In all the interviews, Jackie Weaver comes across as calm, poised and able to see the funny side of things. She reminds us that 99.99 per cent of council meetings are not that exciting, and can be really rather boring, but she’s using her fifteen minutes of fame to encourage people to get involved in local politics and to draw attention to some serious issues.
“There is an element of bullying and bad behaviour in local councils, and a lot of us are working very hard — and that includes central government — to try to do something about that. Because, we’re passionate about the fact that local government is the mechanism by which people can really engage with their community.”
She admitted to ITV News that she was glad she was sitting down at the time, because although she sounded very much in control, her knees were shaking. According to Everyday Sexism, 96 per cent of councils are male-dominated and only 35 per cent of councillors are women.
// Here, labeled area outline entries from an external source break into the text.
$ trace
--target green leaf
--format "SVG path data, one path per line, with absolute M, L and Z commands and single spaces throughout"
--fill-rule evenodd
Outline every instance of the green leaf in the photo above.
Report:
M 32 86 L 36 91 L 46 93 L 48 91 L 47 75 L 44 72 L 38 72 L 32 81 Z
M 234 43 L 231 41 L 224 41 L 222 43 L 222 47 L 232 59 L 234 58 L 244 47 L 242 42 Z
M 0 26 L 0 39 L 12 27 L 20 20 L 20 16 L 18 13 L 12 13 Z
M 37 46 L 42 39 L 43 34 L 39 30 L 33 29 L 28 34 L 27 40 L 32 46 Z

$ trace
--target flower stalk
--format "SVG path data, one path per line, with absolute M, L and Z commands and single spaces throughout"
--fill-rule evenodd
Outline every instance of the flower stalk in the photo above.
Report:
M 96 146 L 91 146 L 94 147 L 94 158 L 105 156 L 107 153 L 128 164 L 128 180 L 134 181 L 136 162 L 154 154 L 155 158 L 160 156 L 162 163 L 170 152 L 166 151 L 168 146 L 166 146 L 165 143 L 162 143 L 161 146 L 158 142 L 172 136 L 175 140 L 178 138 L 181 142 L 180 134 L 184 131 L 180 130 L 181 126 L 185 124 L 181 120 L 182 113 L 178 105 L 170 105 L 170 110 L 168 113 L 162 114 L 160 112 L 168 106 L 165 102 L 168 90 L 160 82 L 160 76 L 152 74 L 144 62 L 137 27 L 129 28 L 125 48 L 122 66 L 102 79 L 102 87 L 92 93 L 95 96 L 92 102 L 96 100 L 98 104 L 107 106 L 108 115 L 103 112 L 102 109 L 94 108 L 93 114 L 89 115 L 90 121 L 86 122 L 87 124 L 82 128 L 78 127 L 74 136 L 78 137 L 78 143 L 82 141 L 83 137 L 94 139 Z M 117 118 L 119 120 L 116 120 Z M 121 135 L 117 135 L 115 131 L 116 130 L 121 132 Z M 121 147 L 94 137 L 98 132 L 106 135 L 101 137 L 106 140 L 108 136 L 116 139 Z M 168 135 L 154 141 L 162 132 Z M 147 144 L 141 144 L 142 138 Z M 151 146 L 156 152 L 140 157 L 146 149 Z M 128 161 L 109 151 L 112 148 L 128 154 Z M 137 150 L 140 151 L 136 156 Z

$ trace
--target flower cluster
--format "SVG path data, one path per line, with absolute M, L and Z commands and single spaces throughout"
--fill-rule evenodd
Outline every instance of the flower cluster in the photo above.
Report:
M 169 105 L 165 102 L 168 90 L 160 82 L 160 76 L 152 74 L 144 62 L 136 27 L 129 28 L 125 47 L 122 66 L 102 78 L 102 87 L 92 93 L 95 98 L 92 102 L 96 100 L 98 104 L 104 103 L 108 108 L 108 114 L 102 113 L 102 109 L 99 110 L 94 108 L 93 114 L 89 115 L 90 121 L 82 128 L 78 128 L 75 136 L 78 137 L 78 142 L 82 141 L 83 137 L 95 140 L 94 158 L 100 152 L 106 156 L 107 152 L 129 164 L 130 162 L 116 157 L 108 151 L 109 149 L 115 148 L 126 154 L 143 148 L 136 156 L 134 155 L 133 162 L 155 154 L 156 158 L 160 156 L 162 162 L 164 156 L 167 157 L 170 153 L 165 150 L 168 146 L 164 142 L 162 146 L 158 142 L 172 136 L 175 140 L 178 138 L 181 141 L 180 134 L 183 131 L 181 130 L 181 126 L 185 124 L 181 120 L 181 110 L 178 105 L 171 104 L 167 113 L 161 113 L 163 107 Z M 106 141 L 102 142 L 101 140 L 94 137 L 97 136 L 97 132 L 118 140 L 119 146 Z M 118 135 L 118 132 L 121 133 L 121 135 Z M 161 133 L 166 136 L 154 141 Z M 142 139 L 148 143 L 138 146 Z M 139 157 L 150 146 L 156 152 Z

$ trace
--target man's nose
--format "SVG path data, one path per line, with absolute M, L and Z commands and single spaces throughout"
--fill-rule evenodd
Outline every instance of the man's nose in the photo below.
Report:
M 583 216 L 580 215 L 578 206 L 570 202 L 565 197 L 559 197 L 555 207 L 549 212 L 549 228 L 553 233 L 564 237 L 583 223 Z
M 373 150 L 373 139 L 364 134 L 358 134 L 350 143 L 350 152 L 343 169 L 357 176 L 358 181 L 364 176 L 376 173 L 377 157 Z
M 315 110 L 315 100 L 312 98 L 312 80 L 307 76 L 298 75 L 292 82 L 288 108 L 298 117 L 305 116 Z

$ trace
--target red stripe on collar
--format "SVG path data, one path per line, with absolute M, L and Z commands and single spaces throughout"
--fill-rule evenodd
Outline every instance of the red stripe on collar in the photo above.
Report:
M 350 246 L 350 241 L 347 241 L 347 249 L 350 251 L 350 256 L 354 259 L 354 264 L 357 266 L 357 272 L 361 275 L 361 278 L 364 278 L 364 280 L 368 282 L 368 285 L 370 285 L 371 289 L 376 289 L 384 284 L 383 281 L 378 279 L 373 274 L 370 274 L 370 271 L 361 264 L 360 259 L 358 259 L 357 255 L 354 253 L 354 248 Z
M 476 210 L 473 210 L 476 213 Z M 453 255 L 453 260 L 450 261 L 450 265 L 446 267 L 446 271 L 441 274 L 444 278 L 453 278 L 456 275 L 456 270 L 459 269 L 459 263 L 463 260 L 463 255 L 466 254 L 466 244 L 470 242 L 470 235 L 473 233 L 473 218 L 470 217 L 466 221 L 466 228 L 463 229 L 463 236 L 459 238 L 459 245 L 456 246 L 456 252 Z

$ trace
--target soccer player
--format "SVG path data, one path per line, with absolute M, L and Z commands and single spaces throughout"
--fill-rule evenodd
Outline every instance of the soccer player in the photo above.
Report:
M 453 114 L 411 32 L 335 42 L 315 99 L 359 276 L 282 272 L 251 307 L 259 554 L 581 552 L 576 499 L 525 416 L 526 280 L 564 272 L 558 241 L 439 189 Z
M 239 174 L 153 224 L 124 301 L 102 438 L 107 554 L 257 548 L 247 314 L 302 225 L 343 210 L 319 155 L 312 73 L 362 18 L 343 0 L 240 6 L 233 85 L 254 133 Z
Fellow West Country Bylines writer Anna Andrews, has written an article, The Clerk’s Tale, explaining the work of parish councils and how this episode could bring parish councils into disrepute, and undermine the good work they do.
Tooting MP and Shadow Mental Health Minister Dr Rosena Allin-Khan spoke for many when she recognised the humour in the video, but echoed Ms Weaver’s points on bullying:
Given all the “my child has declared she wants to be Jackie Weaver when she grows up” tweets I’ve seen, I am more optimistic than Dr Allin-Khan. The video is Internet gold, and has appealed across all age ranges. Former MP and Cabinet Minister David Gauke was quote-tweeted by BBC Newsnight’s Emily Maitlis:
Let’s face it: it is unlikely that Jackie Weaver will ever be prime minister, but some youngster who has watched the video, and been inspired by her, may be elected to that office one day.